The author has made the mistake of not using the right compilation options for the CPU, in order to enable the use of LZCNT and TZCNT, because it is very likely that the author uses a CPU that supports these instructions, unless it is an older Intel Atom CPU, up to Tremont.

Had the author compiled correctly the program, there should not have been any branches since the beginning.

When Intel has added the BSF and BSR instructions in 1985 to 80386, they have made a very serious mistake in their definition, despite the fact that they should have followed the example of much older ISAs, where these instructions were defined correctly.

AMD has defined LZCNT and TZCNT in order to correct Intel's mistake, but in order to ensure backward compatibility, the corrected instructions use an additional prefix that is ignored by older CPUs, instead of using a new encoding. This makes the encoding of these instructions much longer than it should be.

[hn3er1q]

Interesting. What compiler options would you have used? Do you know if the options are applicable for ARM as well?

[adrian_b]

"-march=...", e.g. "-march=skylake" or "-march=znver3" or whatever CPU you are using.
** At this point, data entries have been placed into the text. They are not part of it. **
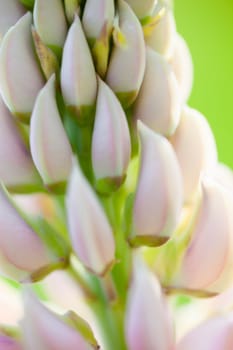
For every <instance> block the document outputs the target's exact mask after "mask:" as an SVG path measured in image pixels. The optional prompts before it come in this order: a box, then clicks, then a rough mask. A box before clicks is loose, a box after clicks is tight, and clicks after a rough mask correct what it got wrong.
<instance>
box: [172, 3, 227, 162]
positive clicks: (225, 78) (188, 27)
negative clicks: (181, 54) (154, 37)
mask: <svg viewBox="0 0 233 350" xmlns="http://www.w3.org/2000/svg"><path fill="white" fill-rule="evenodd" d="M174 6H175V16H176V21H177V29H178V32H180V33H181V34H182V35H183V37H184V38H185V39H186V41H187V43H188V46H189V48H190V51H191V54H192V57H193V62H194V85H193V91H192V95H191V98H190V100H189V104H190V106H192V107H195V108H196V109H198V110H199V111H200V112H202V113H203V114H204V115H205V116H206V117H207V118H208V120H209V123H210V125H211V127H212V129H213V131H214V134H215V137H216V141H217V146H218V152H219V159H220V161H222V162H225V163H226V164H228V165H230V166H231V168H233V0H222V1H219V0H194V1H193V0H174Z"/></svg>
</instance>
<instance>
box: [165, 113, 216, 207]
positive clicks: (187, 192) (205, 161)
mask: <svg viewBox="0 0 233 350" xmlns="http://www.w3.org/2000/svg"><path fill="white" fill-rule="evenodd" d="M170 141H171V143H172V145H173V147H174V150H175V152H176V154H177V158H178V161H179V164H180V167H181V171H182V176H183V183H184V194H185V199H186V201H188V200H190V199H192V197H193V196H194V195H195V194H196V192H197V190H198V185H199V181H200V176H201V173H202V172H203V171H212V170H213V168H214V167H215V166H216V164H217V149H216V144H215V140H214V135H213V133H212V131H211V129H210V126H209V124H208V122H207V120H206V119H205V117H204V116H203V115H202V114H201V113H199V112H198V111H196V110H194V109H192V108H189V107H185V108H184V109H183V111H182V113H181V120H180V123H179V125H178V127H177V129H176V132H175V134H174V135H173V136H172V137H171V139H170Z"/></svg>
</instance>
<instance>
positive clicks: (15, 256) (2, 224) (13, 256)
mask: <svg viewBox="0 0 233 350" xmlns="http://www.w3.org/2000/svg"><path fill="white" fill-rule="evenodd" d="M0 254H1V255H3V257H4V258H5V259H6V260H7V261H8V262H9V263H10V264H12V265H13V267H16V268H18V269H22V270H25V271H29V272H33V271H35V270H38V269H39V268H41V267H43V266H45V265H48V263H49V258H48V256H47V253H46V249H45V247H44V245H43V243H42V241H41V240H40V238H39V237H38V236H37V235H36V233H35V232H34V231H33V230H32V229H31V227H29V226H28V224H27V223H26V222H25V221H24V220H23V219H22V218H21V216H20V215H19V213H18V212H17V211H16V209H15V208H14V207H13V205H12V203H11V202H10V201H9V199H8V196H7V195H6V192H5V191H4V190H3V188H2V187H1V188H0ZM2 268H3V266H2Z"/></svg>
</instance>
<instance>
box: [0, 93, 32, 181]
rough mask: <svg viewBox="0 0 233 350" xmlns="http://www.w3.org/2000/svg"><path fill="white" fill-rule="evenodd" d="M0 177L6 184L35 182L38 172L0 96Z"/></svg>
mask: <svg viewBox="0 0 233 350" xmlns="http://www.w3.org/2000/svg"><path fill="white" fill-rule="evenodd" d="M0 125H1V127H0V179H1V180H2V181H3V183H4V184H5V185H6V186H10V187H11V186H12V187H17V186H19V187H20V186H24V185H31V184H34V183H37V181H38V180H39V179H38V174H37V173H36V170H35V167H34V165H33V162H32V159H31V155H30V153H29V151H28V150H27V148H26V146H25V144H24V143H23V140H22V139H21V137H20V135H19V132H18V130H17V126H16V123H15V121H14V119H13V117H12V115H11V114H10V112H9V111H8V109H7V108H6V106H5V105H4V103H3V101H2V99H1V96H0Z"/></svg>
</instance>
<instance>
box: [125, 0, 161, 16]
mask: <svg viewBox="0 0 233 350" xmlns="http://www.w3.org/2000/svg"><path fill="white" fill-rule="evenodd" d="M125 1H126V2H127V3H128V4H129V5H130V6H131V7H132V9H133V11H134V12H135V14H136V15H137V17H138V18H140V19H142V18H144V17H146V16H149V15H150V14H151V13H152V11H153V9H154V8H155V6H156V4H157V2H158V1H157V0H143V1H142V0H125Z"/></svg>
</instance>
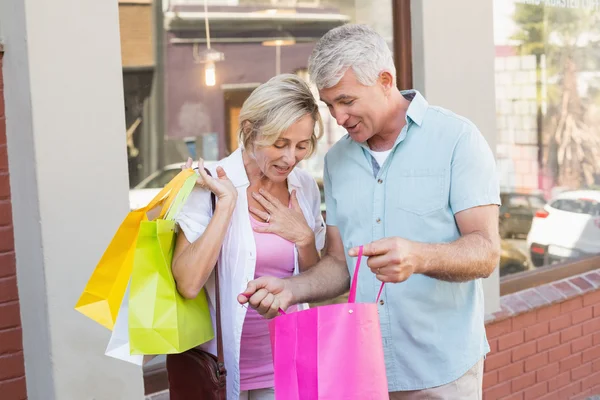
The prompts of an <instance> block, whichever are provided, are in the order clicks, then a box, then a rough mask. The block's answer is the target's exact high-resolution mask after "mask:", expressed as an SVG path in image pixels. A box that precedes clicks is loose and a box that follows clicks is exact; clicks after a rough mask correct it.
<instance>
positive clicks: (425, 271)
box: [413, 242, 435, 275]
mask: <svg viewBox="0 0 600 400" xmlns="http://www.w3.org/2000/svg"><path fill="white" fill-rule="evenodd" d="M413 245H414V246H415V248H414V251H413V256H414V257H415V258H414V266H415V274H421V275H426V274H427V273H428V272H429V270H430V267H431V263H430V261H431V260H432V257H433V254H434V251H433V247H434V246H435V245H434V244H431V243H419V242H414V243H413Z"/></svg>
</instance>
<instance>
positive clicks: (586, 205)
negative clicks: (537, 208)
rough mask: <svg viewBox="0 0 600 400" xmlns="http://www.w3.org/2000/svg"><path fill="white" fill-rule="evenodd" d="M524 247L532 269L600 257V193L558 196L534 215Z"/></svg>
mask: <svg viewBox="0 0 600 400" xmlns="http://www.w3.org/2000/svg"><path fill="white" fill-rule="evenodd" d="M527 246H528V247H529V249H530V251H531V262H532V263H533V264H534V265H535V266H541V265H545V264H552V263H554V262H558V261H563V260H567V259H574V258H580V257H584V256H586V255H592V254H600V191H598V190H577V191H568V192H563V193H561V194H559V195H557V196H556V197H555V198H554V199H552V200H551V201H550V202H549V203H548V204H547V205H545V206H544V207H543V208H541V209H540V210H538V211H537V212H536V213H535V216H534V218H533V223H532V225H531V230H530V232H529V235H527Z"/></svg>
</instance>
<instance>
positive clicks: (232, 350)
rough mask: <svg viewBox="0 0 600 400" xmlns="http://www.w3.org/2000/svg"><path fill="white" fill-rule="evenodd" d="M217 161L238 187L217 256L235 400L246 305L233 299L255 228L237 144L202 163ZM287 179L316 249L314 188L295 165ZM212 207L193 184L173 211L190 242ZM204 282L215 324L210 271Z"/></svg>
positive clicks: (211, 281) (225, 346)
mask: <svg viewBox="0 0 600 400" xmlns="http://www.w3.org/2000/svg"><path fill="white" fill-rule="evenodd" d="M217 166H221V167H223V169H224V170H225V172H226V173H227V176H228V177H229V179H230V180H231V182H232V183H233V184H234V186H235V187H236V188H237V191H238V198H237V203H236V206H235V210H234V212H233V216H232V218H231V223H230V225H229V229H228V230H227V234H226V236H225V239H224V241H223V248H222V252H221V257H220V259H219V284H220V295H221V329H222V332H223V347H224V356H225V368H227V399H228V400H238V398H239V394H240V368H239V362H240V342H241V337H242V326H243V325H244V319H245V317H246V308H245V307H242V306H241V305H240V304H239V303H238V302H237V296H238V295H239V294H240V293H242V292H243V291H244V290H245V289H246V286H247V283H248V282H249V281H251V280H252V279H254V269H255V266H256V244H255V242H254V232H253V230H252V227H251V225H250V215H249V211H248V198H247V193H246V190H247V189H248V186H249V185H250V182H249V181H248V176H247V175H246V170H245V168H244V163H243V160H242V150H240V149H238V150H236V151H235V152H234V153H232V154H231V155H230V156H229V157H227V158H225V159H223V160H221V161H219V162H216V163H214V164H212V165H210V166H207V168H208V169H209V171H211V174H212V175H213V176H215V177H216V176H217V175H216V167H217ZM287 182H288V190H289V191H290V192H291V191H292V190H293V189H295V190H296V194H297V196H298V202H299V203H300V207H301V209H302V213H303V214H304V217H305V218H306V221H307V223H308V226H309V227H310V228H311V229H312V230H313V232H314V233H315V239H316V240H315V243H316V246H317V250H319V251H320V250H321V249H322V248H323V245H324V242H325V223H324V221H323V218H322V217H321V210H320V204H321V196H320V193H319V188H318V186H317V184H316V182H315V180H314V179H313V178H312V177H311V176H310V175H309V174H308V172H306V171H304V170H302V169H300V168H294V169H293V170H292V172H291V173H290V175H289V176H288V179H287ZM211 208H212V207H211V202H210V192H209V191H208V190H206V189H202V188H200V187H198V186H196V188H195V189H194V191H193V192H192V193H191V195H190V196H189V198H188V199H187V201H186V204H185V205H184V207H183V209H182V210H181V212H180V213H179V215H178V217H177V223H178V224H179V226H180V228H181V229H182V230H183V232H184V234H185V236H186V238H187V240H188V241H189V242H190V243H192V242H194V241H196V240H197V239H198V238H199V237H200V236H201V235H202V233H203V232H204V230H205V229H206V227H207V225H208V223H209V221H210V218H211V215H212V210H211ZM294 258H295V268H294V274H297V273H298V251H297V249H294ZM204 287H205V289H206V291H207V294H208V298H209V306H210V311H211V316H212V319H213V326H215V330H216V322H215V308H214V304H215V290H214V288H215V283H214V273H213V274H211V276H210V277H209V279H208V281H207V282H206V285H205V286H204ZM216 347H217V345H216V340H212V341H210V342H208V343H206V344H204V345H202V346H201V348H203V349H204V350H206V351H209V352H211V353H212V354H215V355H216V354H217V350H216Z"/></svg>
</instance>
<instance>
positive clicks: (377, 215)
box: [239, 25, 500, 399]
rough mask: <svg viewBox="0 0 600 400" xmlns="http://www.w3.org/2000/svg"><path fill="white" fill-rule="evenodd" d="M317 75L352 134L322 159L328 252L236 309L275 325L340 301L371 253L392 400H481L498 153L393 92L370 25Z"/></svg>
mask: <svg viewBox="0 0 600 400" xmlns="http://www.w3.org/2000/svg"><path fill="white" fill-rule="evenodd" d="M309 73H310V76H311V79H312V80H313V81H314V82H315V83H316V85H317V88H318V89H319V95H320V97H321V100H322V101H324V102H325V103H326V104H327V106H328V107H329V111H330V112H331V115H332V116H333V117H334V118H335V119H336V121H337V123H338V124H339V125H342V126H343V127H344V128H346V130H347V131H348V135H347V136H345V137H344V138H342V139H340V141H339V142H338V143H336V144H335V145H334V146H333V147H332V148H331V150H329V152H328V154H327V156H326V158H325V170H324V184H325V195H326V205H327V225H328V226H327V250H326V254H325V255H324V257H323V258H322V259H321V261H320V262H319V263H318V264H317V265H315V266H314V267H313V268H311V269H310V270H309V271H307V272H306V273H303V274H301V275H298V276H295V277H292V278H289V279H285V280H281V279H275V278H271V277H263V278H259V279H256V280H254V281H252V282H250V283H249V284H248V288H247V290H246V291H245V295H247V296H249V300H246V298H245V297H244V296H240V298H239V301H240V302H242V303H245V302H247V301H249V303H250V305H251V306H252V307H254V308H256V309H258V310H259V312H260V313H261V314H263V315H265V316H266V317H268V318H272V317H274V316H275V315H276V313H277V309H278V308H279V307H281V308H283V309H286V308H287V307H288V306H290V305H291V304H295V303H302V302H311V301H321V300H325V299H328V298H333V297H335V296H337V295H340V294H341V293H343V292H345V291H346V290H348V287H349V282H350V273H352V271H353V268H354V265H353V261H355V258H354V257H356V255H357V247H358V246H360V245H363V244H364V255H365V256H368V262H367V265H368V266H369V268H370V271H369V270H368V269H364V270H361V272H360V275H359V284H358V291H359V292H358V297H357V300H358V301H362V302H372V301H374V300H375V298H376V296H377V291H378V289H379V285H380V282H388V283H389V284H387V285H385V287H384V291H383V295H382V299H381V301H380V302H379V304H378V307H379V317H380V323H381V332H382V336H383V346H384V353H385V361H386V371H387V375H388V384H389V391H390V399H431V398H435V399H481V398H482V375H483V358H484V357H485V354H486V353H487V352H488V351H489V346H488V343H487V340H486V336H485V326H484V308H483V290H482V282H481V278H485V277H488V276H489V275H490V274H491V273H492V271H493V270H494V268H495V267H496V265H497V264H498V261H499V242H500V239H499V236H498V205H499V204H500V199H499V187H498V181H497V177H496V171H495V161H494V158H493V154H492V152H491V151H490V148H489V146H488V144H487V143H486V141H485V139H484V138H483V136H482V135H481V133H480V132H479V131H478V130H477V128H476V127H475V126H474V125H473V124H472V123H471V122H470V121H468V120H467V119H465V118H463V117H460V116H458V115H456V114H454V113H452V112H450V111H448V110H445V109H442V108H439V107H433V106H430V105H429V104H428V103H427V101H426V100H425V99H424V98H423V96H422V95H421V94H420V93H418V92H417V91H414V90H412V91H405V92H400V91H399V90H398V89H396V85H395V77H396V72H395V67H394V64H393V60H392V56H391V53H390V51H389V49H388V47H387V45H386V43H385V41H384V39H383V38H382V37H381V36H379V35H378V34H377V33H375V32H374V31H373V30H372V29H370V28H368V27H366V26H361V25H345V26H342V27H339V28H336V29H334V30H332V31H330V32H328V33H327V34H326V35H325V36H323V38H322V39H321V40H320V41H319V42H318V43H317V45H316V47H315V49H314V51H313V54H312V55H311V58H310V60H309ZM349 270H350V273H349ZM401 282H402V283H401ZM367 369H368V368H367Z"/></svg>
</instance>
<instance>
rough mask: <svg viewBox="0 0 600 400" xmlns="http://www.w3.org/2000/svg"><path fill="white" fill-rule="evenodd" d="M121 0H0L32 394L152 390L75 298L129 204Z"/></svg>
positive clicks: (9, 153) (135, 392)
mask: <svg viewBox="0 0 600 400" xmlns="http://www.w3.org/2000/svg"><path fill="white" fill-rule="evenodd" d="M117 7H118V5H117V2H111V1H71V0H53V1H47V0H21V1H0V23H1V25H2V29H3V32H2V34H3V38H4V44H5V55H4V82H5V83H4V84H5V98H6V116H7V121H6V122H7V139H8V155H9V168H10V178H11V179H10V183H11V190H12V203H13V219H14V227H15V228H14V230H15V232H14V234H15V246H16V257H17V279H18V285H19V295H20V302H21V319H22V323H23V344H24V353H25V367H26V378H27V391H28V398H29V399H32V400H38V399H43V400H54V399H56V400H82V399H96V400H116V399H133V400H135V399H142V398H143V381H142V374H141V369H140V368H138V367H134V366H130V365H129V364H126V363H124V362H120V361H116V360H112V359H110V358H108V357H105V356H104V355H103V353H104V348H105V346H106V343H107V341H108V338H109V333H110V332H109V331H108V330H106V329H105V328H103V327H101V326H99V325H97V324H96V323H94V322H92V321H90V320H88V319H87V318H85V317H84V316H83V315H81V314H79V313H78V312H76V311H74V310H73V307H74V305H75V302H76V301H77V299H78V297H79V295H80V293H81V291H82V289H83V287H84V285H85V283H86V281H87V279H88V278H89V276H90V274H91V272H92V270H93V268H94V266H95V264H96V262H97V261H98V259H99V257H100V256H101V254H102V252H103V250H104V248H105V247H106V245H107V244H108V241H109V240H110V238H111V236H112V234H113V233H114V231H115V230H116V228H117V227H118V225H119V223H120V221H121V219H122V218H123V216H124V215H125V213H126V211H127V209H128V207H127V193H128V182H127V179H128V178H127V161H126V148H125V123H124V110H123V87H122V76H121V59H120V44H119V21H118V8H117Z"/></svg>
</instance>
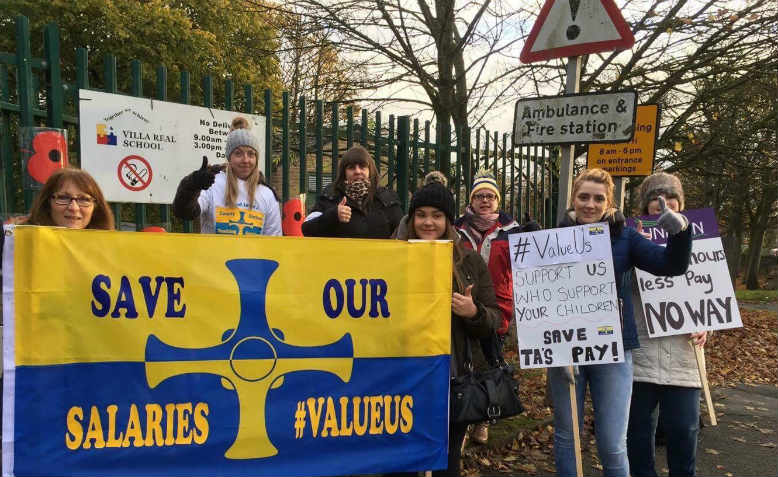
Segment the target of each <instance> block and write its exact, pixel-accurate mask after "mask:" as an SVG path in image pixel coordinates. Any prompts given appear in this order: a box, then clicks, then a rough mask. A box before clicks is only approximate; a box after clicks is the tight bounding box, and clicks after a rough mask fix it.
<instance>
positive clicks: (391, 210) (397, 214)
mask: <svg viewBox="0 0 778 477" xmlns="http://www.w3.org/2000/svg"><path fill="white" fill-rule="evenodd" d="M344 196H345V194H344V192H343V191H341V190H337V189H335V186H334V185H333V184H329V185H328V186H327V187H325V188H324V191H322V193H321V195H320V196H319V200H317V201H316V205H314V206H313V209H312V210H311V212H321V214H322V215H320V216H319V217H316V218H315V219H311V220H307V221H306V222H304V223H303V235H305V236H306V237H343V238H383V239H388V238H390V237H391V235H392V232H394V229H396V228H397V225H398V224H399V223H400V219H401V218H402V216H403V211H402V209H401V208H400V199H398V198H397V194H395V193H394V191H392V190H391V189H385V188H383V187H379V188H378V190H376V193H375V195H374V196H373V200H372V202H371V203H369V204H367V206H366V207H365V209H366V210H362V209H360V208H359V207H357V206H355V205H354V204H353V203H352V202H351V201H350V200H349V201H347V202H346V205H348V206H349V207H351V220H350V221H349V222H348V223H341V222H340V221H339V220H338V203H340V201H341V199H343V197H344Z"/></svg>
When you do not know the correct type, and you do not cross-compile, you can just use "-march=native".

I recommend to never use either gcc or clang without giving an explicit "-march=..." option. Otherwise you do not know which is the default compilation target and it is almost certain that the quality of the generated code will be bad. Even for code that will be distributed in binary form for multiple computers, you must choose consciously a compilation target that is the minimum that should be supported and you must not depend on a random default choice that may change at each compiler update.

For ARM, there are similar options for specifying the CPU model, e.g. "-march=armv8.2-a". However there are much fewer models and counting leading zeroes has been supported for about 20 years, so even the default ARM CPU model must include it.

On ARM only the compiler options for specifying the floating-point instruction subset can be tricky (an example of such an option: "-mfpu=fpv4-sp-d16"), when you are targetting embedded computers or microcontrollers, because there you can still encounter a lot of older ARM cores that have a much more restricted floating-point support than in more recent models. Moreover, some vendors of ARM-based devices may choose to reduce the cost by disabling some floating-point features, so knowing the name of an ARM core may be not enough for the selection of the compiler options, you must also know whether the optional core synthesis options have been enabled or disabled.